Whatever one might feel about the motivations of the Mackinac Center, you may have been surprised to learn that your email is subject to FOIA requests. But, in fact, according to Michigan law, if you work at Wayne State, you are:

A state officer, employee, agency, department, division, bureau, board, commission, council, authority, or other body in the executive branch of the state government
Freedom Of Information Act, Act 442 of 1976, Section 2(d)(i)

Your email messages are a ‘public record’:

“Public record” means a writing prepared, owned, used, in the possession of, or retained by a public body in the performance of an official function, from the time it is created. Section 2(e)

And consequently

a person has a right to inspect, copy, or receive copies of the requested public record of the public body.  Section 3(1)

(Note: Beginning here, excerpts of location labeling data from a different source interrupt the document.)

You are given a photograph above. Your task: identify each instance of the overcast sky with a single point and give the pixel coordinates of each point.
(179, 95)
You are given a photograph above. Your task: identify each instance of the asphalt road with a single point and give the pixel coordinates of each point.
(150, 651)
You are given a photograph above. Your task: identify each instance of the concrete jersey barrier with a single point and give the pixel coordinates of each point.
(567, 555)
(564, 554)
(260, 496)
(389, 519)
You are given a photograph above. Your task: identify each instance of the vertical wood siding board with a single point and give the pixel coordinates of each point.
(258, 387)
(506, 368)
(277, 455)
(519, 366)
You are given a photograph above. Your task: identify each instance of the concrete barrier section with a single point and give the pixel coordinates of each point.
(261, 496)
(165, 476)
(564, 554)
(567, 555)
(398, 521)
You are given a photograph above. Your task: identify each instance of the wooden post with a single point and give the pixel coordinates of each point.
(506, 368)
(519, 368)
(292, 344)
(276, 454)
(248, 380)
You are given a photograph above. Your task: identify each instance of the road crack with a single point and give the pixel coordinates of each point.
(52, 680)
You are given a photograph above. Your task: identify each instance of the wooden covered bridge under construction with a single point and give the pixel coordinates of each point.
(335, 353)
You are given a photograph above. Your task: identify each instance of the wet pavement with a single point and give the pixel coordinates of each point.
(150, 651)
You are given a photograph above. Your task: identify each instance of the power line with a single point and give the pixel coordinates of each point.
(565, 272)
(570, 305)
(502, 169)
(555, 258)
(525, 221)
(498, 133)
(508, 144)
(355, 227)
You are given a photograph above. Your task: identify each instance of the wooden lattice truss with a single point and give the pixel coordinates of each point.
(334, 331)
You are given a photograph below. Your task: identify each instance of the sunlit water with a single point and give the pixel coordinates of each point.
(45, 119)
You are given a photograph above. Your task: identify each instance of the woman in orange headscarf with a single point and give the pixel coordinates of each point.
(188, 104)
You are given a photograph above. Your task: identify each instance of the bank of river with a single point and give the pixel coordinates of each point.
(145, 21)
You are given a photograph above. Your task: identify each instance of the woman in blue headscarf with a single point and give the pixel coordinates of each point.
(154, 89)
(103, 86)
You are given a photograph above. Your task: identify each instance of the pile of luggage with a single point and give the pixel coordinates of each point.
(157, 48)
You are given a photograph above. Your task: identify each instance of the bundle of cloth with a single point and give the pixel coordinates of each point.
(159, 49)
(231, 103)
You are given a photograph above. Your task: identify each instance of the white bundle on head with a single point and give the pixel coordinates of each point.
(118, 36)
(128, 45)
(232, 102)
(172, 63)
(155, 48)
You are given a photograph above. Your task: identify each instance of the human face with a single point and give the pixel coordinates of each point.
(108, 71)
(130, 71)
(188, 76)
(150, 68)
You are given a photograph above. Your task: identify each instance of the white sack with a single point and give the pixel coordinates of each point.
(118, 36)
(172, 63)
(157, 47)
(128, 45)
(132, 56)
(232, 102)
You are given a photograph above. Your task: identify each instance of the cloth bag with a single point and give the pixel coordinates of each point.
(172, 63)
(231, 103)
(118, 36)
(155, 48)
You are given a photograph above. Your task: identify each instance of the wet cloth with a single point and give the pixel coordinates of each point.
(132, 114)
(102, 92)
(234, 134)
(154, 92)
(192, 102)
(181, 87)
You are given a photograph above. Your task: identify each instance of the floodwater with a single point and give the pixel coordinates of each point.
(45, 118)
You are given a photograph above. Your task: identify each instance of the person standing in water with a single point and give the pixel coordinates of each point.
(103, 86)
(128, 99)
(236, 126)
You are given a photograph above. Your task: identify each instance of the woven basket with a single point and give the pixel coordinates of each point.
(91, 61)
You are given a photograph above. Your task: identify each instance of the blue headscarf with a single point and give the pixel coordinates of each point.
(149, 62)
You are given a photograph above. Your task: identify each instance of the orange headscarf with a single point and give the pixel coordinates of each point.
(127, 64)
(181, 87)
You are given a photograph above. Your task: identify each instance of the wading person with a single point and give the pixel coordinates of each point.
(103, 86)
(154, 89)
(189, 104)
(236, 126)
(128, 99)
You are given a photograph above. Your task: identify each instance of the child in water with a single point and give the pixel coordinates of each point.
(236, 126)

Now, those of us who have been using email for a long time (I have some email records saved in files going back to the late nineteen eighties) have long said that emails are not private. In fact, there used to be a an aphorism that you shouldn’t put anything in an email you didn’t want to see on the front page of the New York Times. Or that you wouldn’t put on a postcard. The recent events simply illustrate this fact. Email is not secure, and it’s not private. If you want to communicate with someone privately, don’t use email.The technology is not secure, and, if you work for Wayne State, and use a Wayne State email account, you are not legally entitled to keep the messages private. (I should add that there are, in the FOIA law, exemptions for things that actually are private, such as personal communications, communications with your doctor and so on.)
Interestingly, in the case that started this debate, at the University of Wisconsin, the General Counsel of UW argued that political discussion with peers by faculty constituted privileged communications:

For an insightful discussion of all the issues, you can read my friend Tracy Mitrano’s blog on Inside Higher Ed:




Because it is quite irrelevant, I have not commented on any of the political issues touched on in this blog (for obvious reasons), but the facts are quite clear–your email belongs to the world.

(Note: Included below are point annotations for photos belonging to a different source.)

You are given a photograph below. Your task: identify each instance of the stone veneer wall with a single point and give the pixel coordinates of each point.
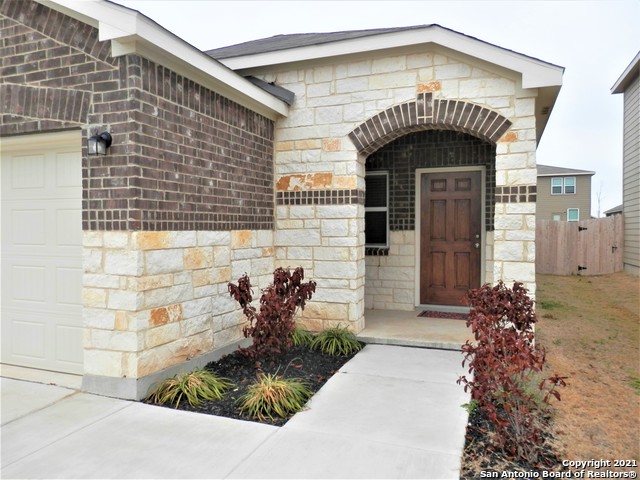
(182, 203)
(154, 300)
(345, 111)
(391, 273)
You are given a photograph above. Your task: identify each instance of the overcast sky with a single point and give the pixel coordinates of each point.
(594, 40)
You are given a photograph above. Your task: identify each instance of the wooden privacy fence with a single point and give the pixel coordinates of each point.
(589, 247)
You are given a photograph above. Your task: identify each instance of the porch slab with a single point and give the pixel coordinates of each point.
(405, 328)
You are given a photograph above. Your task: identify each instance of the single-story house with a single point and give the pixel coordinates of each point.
(397, 166)
(629, 85)
(564, 194)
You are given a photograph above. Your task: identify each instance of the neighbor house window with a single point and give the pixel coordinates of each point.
(573, 214)
(376, 210)
(563, 185)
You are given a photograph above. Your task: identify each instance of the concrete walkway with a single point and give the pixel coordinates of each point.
(391, 412)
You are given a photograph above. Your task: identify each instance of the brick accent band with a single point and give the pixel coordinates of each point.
(426, 113)
(321, 197)
(519, 194)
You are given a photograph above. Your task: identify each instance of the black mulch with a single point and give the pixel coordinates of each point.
(314, 367)
(449, 315)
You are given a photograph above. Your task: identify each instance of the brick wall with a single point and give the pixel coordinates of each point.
(183, 157)
(182, 203)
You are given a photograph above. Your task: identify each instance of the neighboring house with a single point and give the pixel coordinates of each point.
(564, 194)
(116, 266)
(628, 85)
(617, 210)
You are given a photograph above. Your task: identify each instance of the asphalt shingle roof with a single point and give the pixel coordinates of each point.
(296, 40)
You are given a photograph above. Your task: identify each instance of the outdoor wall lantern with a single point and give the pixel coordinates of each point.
(98, 144)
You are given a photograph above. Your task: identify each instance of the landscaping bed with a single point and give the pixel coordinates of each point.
(311, 366)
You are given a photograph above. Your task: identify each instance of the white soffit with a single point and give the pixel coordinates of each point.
(535, 73)
(131, 32)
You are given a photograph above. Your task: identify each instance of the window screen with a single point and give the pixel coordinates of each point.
(376, 210)
(570, 185)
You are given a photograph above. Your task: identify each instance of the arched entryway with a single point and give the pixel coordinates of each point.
(430, 201)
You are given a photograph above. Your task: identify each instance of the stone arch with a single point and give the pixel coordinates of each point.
(428, 113)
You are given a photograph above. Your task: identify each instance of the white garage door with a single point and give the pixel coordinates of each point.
(41, 257)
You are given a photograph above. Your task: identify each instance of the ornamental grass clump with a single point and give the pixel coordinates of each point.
(195, 387)
(336, 341)
(274, 396)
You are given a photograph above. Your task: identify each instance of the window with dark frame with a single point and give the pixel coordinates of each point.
(376, 210)
(563, 185)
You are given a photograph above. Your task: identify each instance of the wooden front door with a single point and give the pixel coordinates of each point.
(450, 236)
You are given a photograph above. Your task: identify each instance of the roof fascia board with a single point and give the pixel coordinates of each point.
(535, 73)
(632, 70)
(132, 33)
(565, 174)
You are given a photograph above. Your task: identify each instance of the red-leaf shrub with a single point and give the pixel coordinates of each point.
(273, 326)
(504, 361)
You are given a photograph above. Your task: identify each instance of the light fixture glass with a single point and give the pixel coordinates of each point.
(98, 144)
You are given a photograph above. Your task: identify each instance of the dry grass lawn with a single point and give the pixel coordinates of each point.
(590, 327)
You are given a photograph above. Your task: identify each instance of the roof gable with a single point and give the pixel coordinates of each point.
(550, 171)
(131, 32)
(268, 54)
(630, 73)
(282, 49)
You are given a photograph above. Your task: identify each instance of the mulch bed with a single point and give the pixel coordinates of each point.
(449, 315)
(314, 367)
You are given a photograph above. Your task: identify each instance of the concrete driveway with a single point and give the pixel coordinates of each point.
(390, 412)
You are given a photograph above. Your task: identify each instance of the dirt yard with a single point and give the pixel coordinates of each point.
(590, 327)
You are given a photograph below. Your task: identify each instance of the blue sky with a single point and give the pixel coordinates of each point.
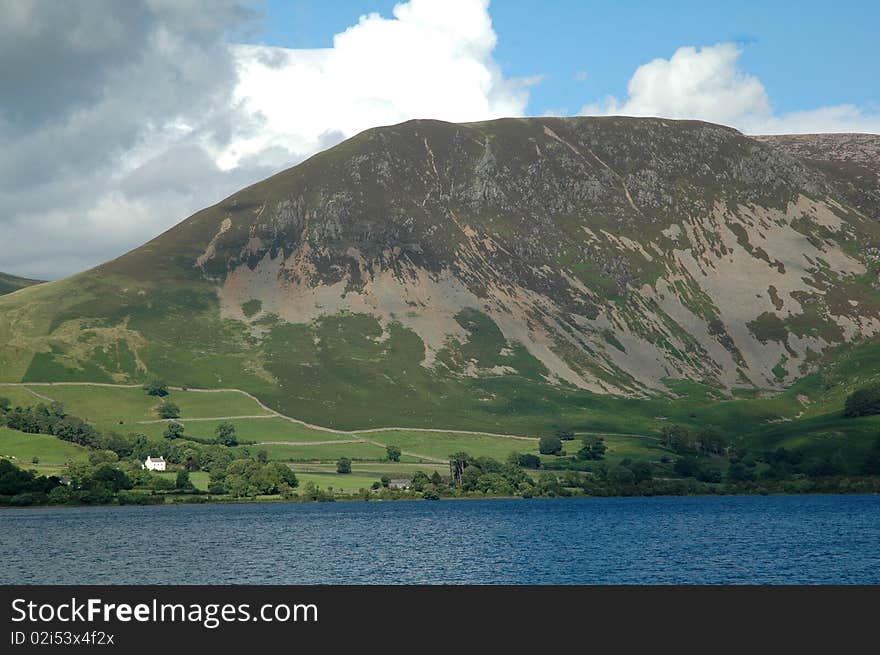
(808, 54)
(120, 118)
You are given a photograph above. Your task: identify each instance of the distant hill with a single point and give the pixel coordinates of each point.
(517, 274)
(10, 283)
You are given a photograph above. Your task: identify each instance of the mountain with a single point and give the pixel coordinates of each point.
(512, 273)
(10, 283)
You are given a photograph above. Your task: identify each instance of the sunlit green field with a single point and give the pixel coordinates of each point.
(53, 453)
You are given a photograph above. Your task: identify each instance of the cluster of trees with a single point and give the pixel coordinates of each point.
(20, 487)
(249, 477)
(863, 402)
(49, 419)
(707, 440)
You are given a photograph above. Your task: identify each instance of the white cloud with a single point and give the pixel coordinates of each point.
(707, 84)
(431, 60)
(123, 118)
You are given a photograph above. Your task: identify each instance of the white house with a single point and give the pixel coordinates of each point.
(154, 464)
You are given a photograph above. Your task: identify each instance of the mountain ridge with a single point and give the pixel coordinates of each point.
(605, 255)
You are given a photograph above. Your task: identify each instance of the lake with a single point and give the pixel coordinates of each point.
(690, 540)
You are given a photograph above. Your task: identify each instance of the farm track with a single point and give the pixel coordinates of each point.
(271, 413)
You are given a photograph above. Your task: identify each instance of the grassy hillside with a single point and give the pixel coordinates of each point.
(10, 283)
(52, 454)
(606, 276)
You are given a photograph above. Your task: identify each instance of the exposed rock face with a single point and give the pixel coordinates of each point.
(619, 252)
(610, 254)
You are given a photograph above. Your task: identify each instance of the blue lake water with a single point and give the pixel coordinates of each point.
(692, 540)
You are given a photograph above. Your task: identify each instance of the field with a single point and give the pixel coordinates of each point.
(200, 479)
(312, 453)
(807, 416)
(53, 453)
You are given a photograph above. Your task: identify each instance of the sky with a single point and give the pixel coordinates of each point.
(118, 120)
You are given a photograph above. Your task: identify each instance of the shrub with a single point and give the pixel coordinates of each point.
(169, 410)
(156, 388)
(550, 445)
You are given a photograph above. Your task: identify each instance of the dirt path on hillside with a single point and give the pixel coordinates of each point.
(271, 413)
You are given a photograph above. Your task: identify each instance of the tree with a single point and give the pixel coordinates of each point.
(526, 460)
(565, 434)
(871, 465)
(225, 434)
(458, 462)
(550, 445)
(739, 472)
(169, 410)
(156, 388)
(641, 470)
(621, 476)
(174, 431)
(863, 402)
(594, 449)
(420, 481)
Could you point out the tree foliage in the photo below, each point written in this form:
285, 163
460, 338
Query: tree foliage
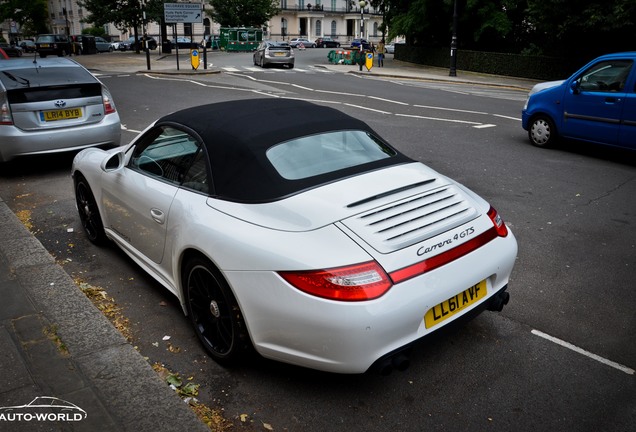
554, 27
246, 13
30, 15
124, 14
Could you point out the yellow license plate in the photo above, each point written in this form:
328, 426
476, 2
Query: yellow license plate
62, 114
455, 304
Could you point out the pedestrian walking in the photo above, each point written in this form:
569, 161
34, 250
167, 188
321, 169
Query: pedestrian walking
381, 50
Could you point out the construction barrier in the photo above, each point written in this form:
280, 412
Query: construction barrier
347, 57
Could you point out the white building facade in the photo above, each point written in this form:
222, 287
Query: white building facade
338, 19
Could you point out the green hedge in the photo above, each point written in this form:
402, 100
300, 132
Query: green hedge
515, 65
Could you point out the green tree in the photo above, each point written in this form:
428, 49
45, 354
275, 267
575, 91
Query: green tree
124, 14
582, 28
31, 15
247, 13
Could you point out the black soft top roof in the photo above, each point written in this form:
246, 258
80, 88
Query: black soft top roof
238, 133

It’s Ten PM, Researcher. Do you know where your data is?

In a very scary story covered in the Chronicle of Higher Education last week a world-renowned cancer researcher was demoted from Full to Associate Professor by UNC Chapel Hill for failing to keep her servers patched.

Yes, you read that right.
I’ll summarize briefly here, but the full story can be found in these links:

Herald-Sun Article

Chronicle Article

Professor Yankaskas was running a large, NIH-funded research project on breast cancer, part of a national consortium. Apparently the server on which her data was stored was not properly patched (meaning the operating system hadn’t been kept up to date) and, as a result, it was hacked (electronically broken into). It’s not clear whether the data (which included names, addresses and social security numbers) was actually taken, but the University notified all the subjects in any case.
The exact details of what happened are a little unclear, but it seems that her techie assistant had not been doing his/her job properly, and the Provost held her responsible and tried to fire her. A faculty committee recommended a lesser punishment, which ended up being this demotion (with accompanying reduction in pay). She is fighting the decision.
Discussion on the web of whether she is being treated fairly is inconclusive, and we don’t know enough of the details to be able to tell exactly what happened when. But this should be a wake-up notice to everyone at Wayne (or anywhere else) who keeps sensitive research data on a computer. Do you know whether the machine is appropriately protected? Is its operating system up to date? Does it have a firewall enabled? Does it have Symantec Endpoint Protection installed (if it’s a Mac or Windows PC–see previous post)?
The take-away here is not that that administrators can be mean-spirited bullies (although some commenters seem to think so), or that faculty are goofy airheads who can’t be trusted to maintain their own machines (although different commenters are saying that). The main point is that we all need to take responsibility for ensuring the data we are collecting is properly secured, especially if it is sensitive data that we have promised HIC we will be careful with it.